Frequently Asked Questions
(FAQ)
1. What are these systems?
These are the names of the participant systems submitted to this competition.
These systems generate jokes given a prompt (e.g., a headline).
2. What's baseline?
It's the name of a system provided by the competition organizers as a baseline.
3. How are the systems evaluated?
We used an annotation web page to let anyone on the Internet help us
decide what's the funnier system on 1-on-1 arena-style battles,
partially inspired by
LMArena.
We also employed paid annotators from
Prolific.
With all the annotations, we computed an Elo-like rating score to rate the systems.
A higher rating indicates a system that is more likely to generate outputs perceived as
humorous.
This is a system used by LMArena and also by games such as chess.
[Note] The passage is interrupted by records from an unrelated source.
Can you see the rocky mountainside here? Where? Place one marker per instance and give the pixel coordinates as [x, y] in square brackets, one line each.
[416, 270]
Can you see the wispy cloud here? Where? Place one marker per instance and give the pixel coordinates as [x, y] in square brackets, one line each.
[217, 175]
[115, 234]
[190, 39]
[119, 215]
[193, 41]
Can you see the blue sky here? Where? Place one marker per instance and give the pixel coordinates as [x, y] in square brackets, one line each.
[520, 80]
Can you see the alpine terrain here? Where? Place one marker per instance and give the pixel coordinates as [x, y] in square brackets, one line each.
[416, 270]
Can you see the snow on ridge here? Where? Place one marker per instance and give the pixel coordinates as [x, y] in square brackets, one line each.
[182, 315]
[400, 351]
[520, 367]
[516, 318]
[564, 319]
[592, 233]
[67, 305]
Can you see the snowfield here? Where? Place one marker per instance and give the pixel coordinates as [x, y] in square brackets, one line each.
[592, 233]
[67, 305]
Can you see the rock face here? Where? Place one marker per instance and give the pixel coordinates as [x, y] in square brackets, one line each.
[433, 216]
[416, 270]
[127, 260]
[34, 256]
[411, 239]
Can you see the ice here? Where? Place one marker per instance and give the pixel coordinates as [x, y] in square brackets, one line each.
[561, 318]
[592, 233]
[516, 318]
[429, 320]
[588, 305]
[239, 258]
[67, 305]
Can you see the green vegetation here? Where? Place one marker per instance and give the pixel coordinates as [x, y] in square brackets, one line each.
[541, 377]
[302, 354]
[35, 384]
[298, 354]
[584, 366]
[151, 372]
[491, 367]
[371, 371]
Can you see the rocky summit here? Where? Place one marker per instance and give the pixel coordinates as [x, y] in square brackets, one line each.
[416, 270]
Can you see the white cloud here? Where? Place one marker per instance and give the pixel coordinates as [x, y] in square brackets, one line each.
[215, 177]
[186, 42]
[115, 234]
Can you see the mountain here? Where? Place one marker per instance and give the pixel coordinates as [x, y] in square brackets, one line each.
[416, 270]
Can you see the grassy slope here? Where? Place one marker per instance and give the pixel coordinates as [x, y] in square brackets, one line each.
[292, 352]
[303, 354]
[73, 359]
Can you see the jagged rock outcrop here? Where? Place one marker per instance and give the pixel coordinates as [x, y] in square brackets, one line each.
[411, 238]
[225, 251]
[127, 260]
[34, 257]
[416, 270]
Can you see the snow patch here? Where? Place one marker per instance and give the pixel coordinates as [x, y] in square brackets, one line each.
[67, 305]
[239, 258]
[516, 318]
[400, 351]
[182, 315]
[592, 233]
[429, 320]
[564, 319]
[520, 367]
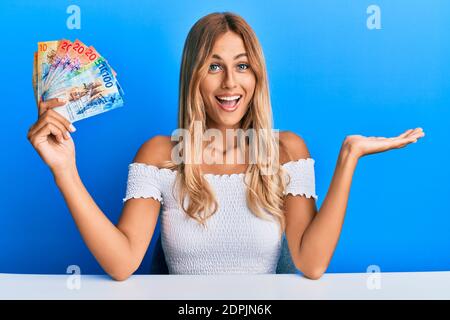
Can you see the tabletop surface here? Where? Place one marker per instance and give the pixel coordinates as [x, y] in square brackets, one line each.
[338, 286]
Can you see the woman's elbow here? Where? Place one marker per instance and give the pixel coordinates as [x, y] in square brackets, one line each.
[315, 275]
[120, 276]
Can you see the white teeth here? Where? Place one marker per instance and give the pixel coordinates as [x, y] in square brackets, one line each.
[229, 98]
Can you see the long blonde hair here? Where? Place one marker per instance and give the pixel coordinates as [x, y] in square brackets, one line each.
[264, 191]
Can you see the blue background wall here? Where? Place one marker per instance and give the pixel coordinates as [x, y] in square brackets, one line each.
[330, 76]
More specifically, we employed a Bradley-Terry model to compute stable ratings
and applied bootstrapping to compute 95% confidence intervals.
Note that, in some border cases, there could be differences between the confidence
intervals and the final rating values.
See
this blog post from LMSYS Org
for more info.
4. Why do some systems have the same rank?
Some systems have the same rank because we can't differentiate them in a statistically
significant way, even when their ratings are different.
Note that ties aren't transitive.
For example, we may not be able to tell which of A and B and which of B and C are
better,
but we may be able to significantly tell that A is better than C.
That's why a system may have a lower rank than another one without a statistically
significant difference
(because there are others systems with the same rank as the latter that can
be differentiated from the former).
5. Why do some systems have fewer votes than others?
Annotation is based on random samples, so it doesn't guarantee an equal number of votes.
Also, annotators can skip votes, which we don't count here.
Finally, another factor is that some systems were removed and/or merged early during the
annotation.